“Amerika’nın, bölgesel aktörlerin, Avrupa’nın, Batı’nın Suriye’de ne işi var” demediler.
“Türkiye için tehdit unsuru olan bölücü terör örgütünün Suriye’de ne işi var” demediler.
Sadece Türkiye’yi eleştirdiler, sadece şahsımızı ve hükûmetimizi hedef tahtasına koydular.
Türkiye’nin, yanı başındaki bir ülkeye tamamen haklı ve meşru gerekçelerle, özellikle de insani sebeplerle müdahil olmasından daha tabii bir şey olamaz.
Suriye meselesinde Türkiye’nin hasımları, dışarıdan Türkiye’nin çabalarını eleştirdiler.
Bunların hangi niyetlerle hareket ettiklerini zaten çok iyi biliyorduk.
Bizim için asıl şaşırtıcı olan, içeriden bazılarının “Türkiye’nin Suriye’de ne işi var” diyerek meselenin ciddiyetinden uzak bir şekilde bizi haksızca eleştirmeleriydi.
13 yıl boyunca bir kez olsun Türkiye’nin yanında; mazlumun, mağdurun, Suriyeli muhacirlerin tarafında yer almadılar.
Suriye’de 1 milyon insan hayatını kaybederken ses çıkarmadılar.

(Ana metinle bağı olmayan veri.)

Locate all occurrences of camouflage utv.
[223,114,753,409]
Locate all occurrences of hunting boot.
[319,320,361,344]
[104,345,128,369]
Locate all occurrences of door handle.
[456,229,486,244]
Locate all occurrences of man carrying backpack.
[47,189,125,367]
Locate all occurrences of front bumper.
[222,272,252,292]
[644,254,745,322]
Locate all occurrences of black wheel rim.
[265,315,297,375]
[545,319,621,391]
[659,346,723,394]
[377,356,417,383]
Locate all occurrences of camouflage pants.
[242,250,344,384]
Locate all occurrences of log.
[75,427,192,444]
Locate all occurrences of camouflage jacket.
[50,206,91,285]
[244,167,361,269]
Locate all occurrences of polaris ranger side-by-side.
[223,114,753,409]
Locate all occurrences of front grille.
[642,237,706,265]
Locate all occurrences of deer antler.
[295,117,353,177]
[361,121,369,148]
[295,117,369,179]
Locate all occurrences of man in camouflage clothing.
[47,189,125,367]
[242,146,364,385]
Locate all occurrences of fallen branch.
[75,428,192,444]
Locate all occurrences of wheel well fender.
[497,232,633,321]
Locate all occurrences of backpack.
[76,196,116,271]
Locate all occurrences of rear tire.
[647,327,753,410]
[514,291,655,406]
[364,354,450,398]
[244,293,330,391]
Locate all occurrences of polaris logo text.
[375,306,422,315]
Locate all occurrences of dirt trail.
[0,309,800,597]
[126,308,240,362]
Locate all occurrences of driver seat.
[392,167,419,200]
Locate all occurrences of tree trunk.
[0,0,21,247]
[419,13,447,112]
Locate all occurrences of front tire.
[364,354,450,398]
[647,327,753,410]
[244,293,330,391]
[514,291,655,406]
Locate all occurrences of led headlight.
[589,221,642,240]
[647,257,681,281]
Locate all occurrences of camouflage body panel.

12 milyon insan ölüm, işkence, hapis, tecavüz korkusuyla evlerini, yurtlarını terk ederken seslerini çıkarmadılar.
Halep’te, Bayırbucak’ta, Hama’da, Humus’ta çocuklar kırılırken üzülerek söylüyorum, bize saldırdıkları kadar Esed zalimine ve Baas rejimine laf etmediler.
Ne zaman ki 8 Aralık’ta Suriye halkı epik bir zafer kazandı, işte o zaman bunların dillerinin bağı çözüldü.
Dün bizim değil, hükûmetin değil, Cumhur İttifakı’nın değil, Türkiye’nin karşısında konumlandılar.
Bugün de yine Türkiye’nin karşısındalar, ülkemizin hasımlarının yanındalar.